Stephan Lötzer vom Cobiag in KasselCobiag in Kassel, dein Comicladen, schließt die Pforten. Wann hast du diese Entscheidung getroffen?

Gefallen ist die Entscheidung Ende März.

Was sind die Gründe für das Aus?

Grant Morisson [grinst] Nein, es kommt ein bisschen was zusammen, aber die betriebswirtschaftlichen Gründe sind wohl ausschlagegebend gewesen.

Welche Comics hattest Du im Angebot und was darüber hinaus?

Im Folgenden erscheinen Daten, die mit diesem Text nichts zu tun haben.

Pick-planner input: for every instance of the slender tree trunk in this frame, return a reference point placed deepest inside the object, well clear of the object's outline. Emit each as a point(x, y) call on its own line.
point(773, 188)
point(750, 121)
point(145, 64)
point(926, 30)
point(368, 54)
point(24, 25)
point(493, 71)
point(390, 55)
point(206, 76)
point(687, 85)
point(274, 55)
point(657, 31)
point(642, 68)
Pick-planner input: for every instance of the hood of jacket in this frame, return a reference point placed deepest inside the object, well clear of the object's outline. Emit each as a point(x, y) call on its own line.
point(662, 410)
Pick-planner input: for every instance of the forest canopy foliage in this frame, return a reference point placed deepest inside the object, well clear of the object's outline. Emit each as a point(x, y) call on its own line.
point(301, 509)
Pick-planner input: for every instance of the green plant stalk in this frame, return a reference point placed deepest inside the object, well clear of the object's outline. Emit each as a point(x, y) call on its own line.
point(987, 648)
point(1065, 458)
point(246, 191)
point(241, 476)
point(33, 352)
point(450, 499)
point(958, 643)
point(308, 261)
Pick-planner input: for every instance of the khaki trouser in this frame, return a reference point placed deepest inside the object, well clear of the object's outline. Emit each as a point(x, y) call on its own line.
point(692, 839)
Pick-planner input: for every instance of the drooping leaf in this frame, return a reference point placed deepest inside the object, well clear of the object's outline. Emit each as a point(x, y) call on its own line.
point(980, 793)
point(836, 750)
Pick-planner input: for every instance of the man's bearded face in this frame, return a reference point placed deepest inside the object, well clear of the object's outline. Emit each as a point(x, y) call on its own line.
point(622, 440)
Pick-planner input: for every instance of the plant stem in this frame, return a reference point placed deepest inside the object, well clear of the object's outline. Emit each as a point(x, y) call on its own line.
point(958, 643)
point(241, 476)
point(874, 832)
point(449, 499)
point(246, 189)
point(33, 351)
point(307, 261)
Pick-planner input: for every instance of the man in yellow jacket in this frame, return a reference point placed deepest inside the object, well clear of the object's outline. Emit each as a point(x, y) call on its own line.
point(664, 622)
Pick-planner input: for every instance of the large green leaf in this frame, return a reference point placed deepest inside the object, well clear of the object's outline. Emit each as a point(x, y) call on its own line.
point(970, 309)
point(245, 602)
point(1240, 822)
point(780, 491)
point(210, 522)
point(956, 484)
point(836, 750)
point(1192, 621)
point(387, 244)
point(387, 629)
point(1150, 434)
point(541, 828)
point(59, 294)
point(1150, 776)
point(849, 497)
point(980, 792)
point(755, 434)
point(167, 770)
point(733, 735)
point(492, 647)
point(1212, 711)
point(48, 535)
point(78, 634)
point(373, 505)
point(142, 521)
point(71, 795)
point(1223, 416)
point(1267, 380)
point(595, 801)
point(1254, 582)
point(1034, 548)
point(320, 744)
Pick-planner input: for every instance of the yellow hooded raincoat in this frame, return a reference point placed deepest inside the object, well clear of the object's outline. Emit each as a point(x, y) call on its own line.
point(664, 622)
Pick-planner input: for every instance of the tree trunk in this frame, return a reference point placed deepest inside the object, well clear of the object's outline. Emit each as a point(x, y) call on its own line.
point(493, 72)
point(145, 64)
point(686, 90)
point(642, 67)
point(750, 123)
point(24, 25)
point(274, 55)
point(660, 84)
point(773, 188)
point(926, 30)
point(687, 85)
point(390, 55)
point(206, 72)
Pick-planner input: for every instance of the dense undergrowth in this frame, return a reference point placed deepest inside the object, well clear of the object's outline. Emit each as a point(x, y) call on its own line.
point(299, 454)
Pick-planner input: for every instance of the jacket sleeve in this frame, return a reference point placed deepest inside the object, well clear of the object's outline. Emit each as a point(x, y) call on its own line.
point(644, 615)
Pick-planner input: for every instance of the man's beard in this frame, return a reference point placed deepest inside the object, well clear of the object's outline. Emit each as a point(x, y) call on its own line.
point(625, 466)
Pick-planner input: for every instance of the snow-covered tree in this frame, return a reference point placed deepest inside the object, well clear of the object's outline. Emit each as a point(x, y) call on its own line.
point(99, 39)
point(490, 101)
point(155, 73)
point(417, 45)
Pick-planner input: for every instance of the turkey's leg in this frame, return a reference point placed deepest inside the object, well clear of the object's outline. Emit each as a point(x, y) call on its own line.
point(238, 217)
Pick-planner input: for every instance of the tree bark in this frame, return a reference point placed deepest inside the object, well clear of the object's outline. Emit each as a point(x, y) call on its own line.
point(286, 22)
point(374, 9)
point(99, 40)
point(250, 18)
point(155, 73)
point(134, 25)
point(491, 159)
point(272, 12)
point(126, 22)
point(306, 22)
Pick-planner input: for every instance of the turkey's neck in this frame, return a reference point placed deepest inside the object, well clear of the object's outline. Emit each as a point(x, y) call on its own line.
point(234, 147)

Gestartet als reines Antiquariat, habe ich über die Jahre immer mehr »Neuwarekundenkumpel« gewinnen können, so dass ich die letzten Jahre alle deutschen Verlage im Programm hatte und bis Ende Juni noch habe, jede Woche eine Kiste Ami-Hefte bekomme und das was ich »comicrelevanten Merch« nennen, also Actionfiguren, T-shirts, Statuen.

Was hast du gemacht, um die Schließung zu vermeiden?

Das Bilderheftchumverteilungszentrum funktioniert bzw. funktionierte zweigleisig: zum einen die liebe Stammkundschaft die überwiegend Neuware kauft, zum anderen das Antiquariat, das mehr übers Netz geht. Letzteres wird aber, sowohl beim Ver- aber auch beim Einkauf, zunehmend schwieriger, leider außerhalb meiner Gestaltungsmöglichkeiten.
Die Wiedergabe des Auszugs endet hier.